Arrestation musclée ce mercredi à Bruxelles | © BELGA PHOTO LAURIE DIEFFEMBACQ

Société

Alors que des émeutes ont déchiré Bruxelles samedi soir et mercredi, l’opinion publique a été prompte à mettre tous les coupables dans le même sac. Une étiquette dont se passerait bien la communauté marocaine de la capitale, dont le sentiment a été traduit dans une carte blanche rédigée pour Le Soir par Sammy Mahdi, président des Jeunes CD&V. 

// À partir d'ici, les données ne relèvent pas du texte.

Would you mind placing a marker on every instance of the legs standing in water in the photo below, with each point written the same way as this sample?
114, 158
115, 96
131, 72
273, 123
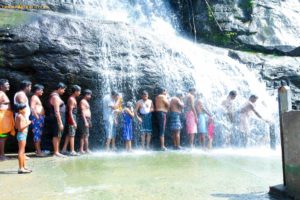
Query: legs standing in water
191, 127
21, 137
162, 117
110, 135
3, 138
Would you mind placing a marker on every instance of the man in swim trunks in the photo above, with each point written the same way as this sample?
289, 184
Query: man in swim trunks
37, 117
6, 117
162, 106
229, 127
21, 97
86, 121
176, 107
57, 117
245, 113
202, 121
228, 105
110, 106
143, 111
72, 120
191, 116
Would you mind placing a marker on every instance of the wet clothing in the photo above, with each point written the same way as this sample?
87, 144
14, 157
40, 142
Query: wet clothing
211, 129
110, 129
146, 126
7, 123
162, 119
191, 125
28, 110
202, 123
37, 127
85, 131
53, 124
21, 136
174, 121
127, 127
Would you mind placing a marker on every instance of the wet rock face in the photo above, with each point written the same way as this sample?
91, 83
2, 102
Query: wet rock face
260, 25
48, 48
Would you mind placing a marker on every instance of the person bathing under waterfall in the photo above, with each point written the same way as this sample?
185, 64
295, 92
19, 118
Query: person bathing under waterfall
245, 112
143, 111
162, 106
203, 122
191, 116
72, 121
85, 121
176, 107
128, 116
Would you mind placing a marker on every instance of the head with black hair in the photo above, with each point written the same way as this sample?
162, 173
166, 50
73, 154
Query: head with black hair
179, 94
114, 94
145, 95
87, 94
162, 90
4, 85
25, 86
38, 89
253, 98
60, 88
192, 90
232, 94
76, 90
20, 108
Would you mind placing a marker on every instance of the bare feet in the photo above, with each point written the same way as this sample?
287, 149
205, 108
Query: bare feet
59, 155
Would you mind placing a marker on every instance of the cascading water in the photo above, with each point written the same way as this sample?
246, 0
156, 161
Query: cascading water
180, 62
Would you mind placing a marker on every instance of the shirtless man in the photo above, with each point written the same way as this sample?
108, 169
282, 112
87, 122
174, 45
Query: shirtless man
57, 116
245, 112
202, 122
37, 117
191, 116
176, 107
72, 120
6, 117
110, 107
86, 119
21, 97
162, 106
143, 112
228, 105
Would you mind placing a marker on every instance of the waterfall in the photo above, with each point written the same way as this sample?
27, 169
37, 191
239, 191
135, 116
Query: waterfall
181, 63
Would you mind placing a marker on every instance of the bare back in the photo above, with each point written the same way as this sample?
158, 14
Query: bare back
85, 108
176, 105
4, 101
36, 105
161, 103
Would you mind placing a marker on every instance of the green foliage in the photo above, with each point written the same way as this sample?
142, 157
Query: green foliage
222, 38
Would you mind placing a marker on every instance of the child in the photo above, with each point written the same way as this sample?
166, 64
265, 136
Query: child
22, 124
211, 128
128, 115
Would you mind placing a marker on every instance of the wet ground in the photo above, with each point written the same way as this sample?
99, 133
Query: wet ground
219, 174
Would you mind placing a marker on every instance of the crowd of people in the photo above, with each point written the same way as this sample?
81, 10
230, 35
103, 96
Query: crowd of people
76, 117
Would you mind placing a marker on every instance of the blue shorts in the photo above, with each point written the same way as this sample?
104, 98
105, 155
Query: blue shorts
161, 118
21, 136
37, 127
202, 124
110, 129
146, 126
174, 121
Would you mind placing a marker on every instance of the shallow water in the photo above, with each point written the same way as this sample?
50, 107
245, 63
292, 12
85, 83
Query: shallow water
219, 174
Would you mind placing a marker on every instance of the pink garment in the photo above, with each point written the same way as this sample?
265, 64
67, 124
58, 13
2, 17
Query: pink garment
191, 125
211, 129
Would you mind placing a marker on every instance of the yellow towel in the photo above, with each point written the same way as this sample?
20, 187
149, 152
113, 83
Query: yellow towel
7, 124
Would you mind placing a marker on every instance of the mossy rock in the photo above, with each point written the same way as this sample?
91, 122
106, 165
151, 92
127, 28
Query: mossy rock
11, 18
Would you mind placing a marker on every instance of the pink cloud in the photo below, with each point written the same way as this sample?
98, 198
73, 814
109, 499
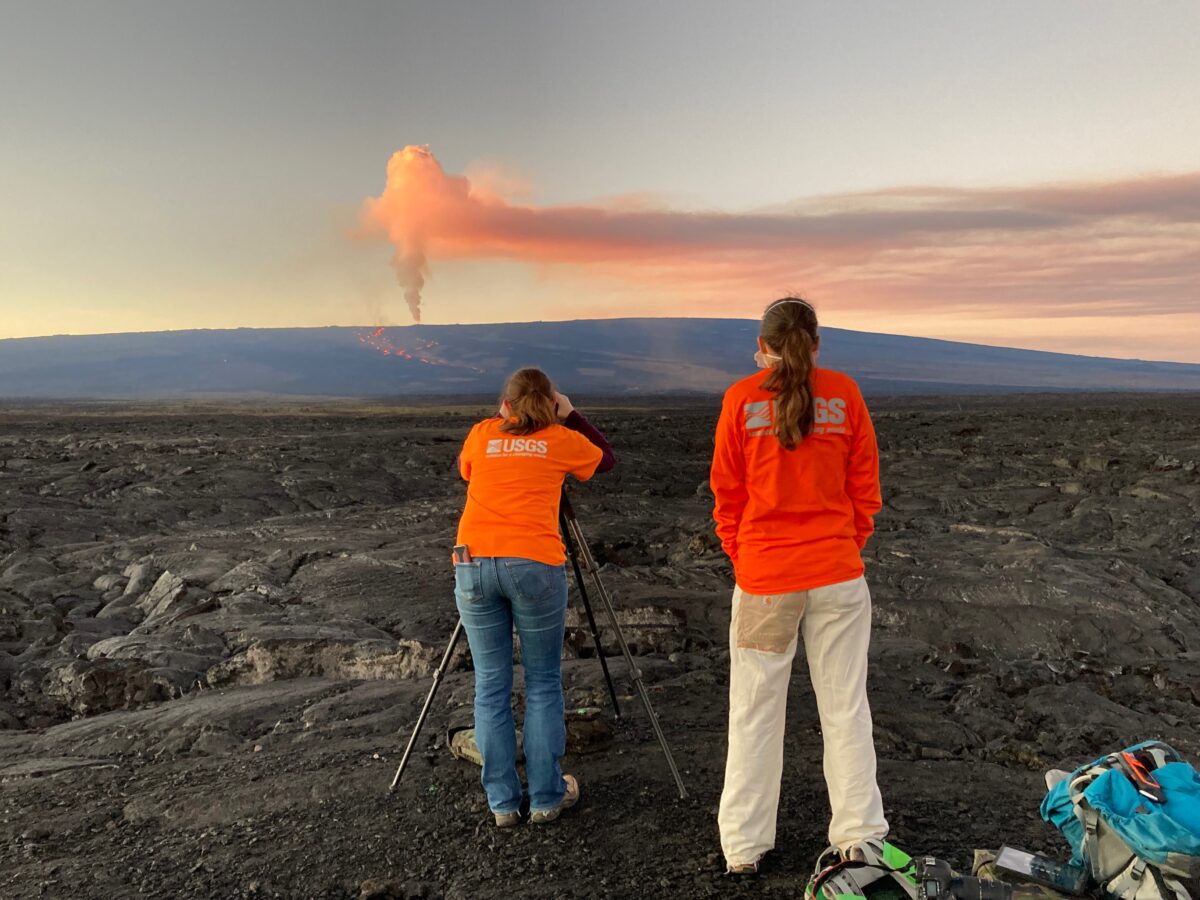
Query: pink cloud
1101, 249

Un texte engagé dont le titre donne le ton : « Petite racaille, on en a marre de toi ». « On », c’est Sammy Mahdi, bien sûr, un golden boy parfait bilingue, diplômé en droit et en sciences politiques de la VUB, et à mille lieues des clichés éculés trop souvent véhiculés sur sa communauté. Mais avec ce « on », le président des Jeunes CD&V se veut aussi être la voix de cette même communauté, de ces jeunes qui cachent leurs origines par peur des stigmates qui y sont associés, de ces parents qui ont honte et des ces filles qui ont peur. Une carte blanche teintée du rouge de la colère, comme un rappel nécessaire que tout n’est jamais noir et blanc, et que les premiers à souffrir des émeutes de ces derniers jours, ce sont ceux-là même qui, par la couleur de leur peau ou leur nom de famille se voient acoquinés d’emblée aux fauteurs de troubles. Et pourtant.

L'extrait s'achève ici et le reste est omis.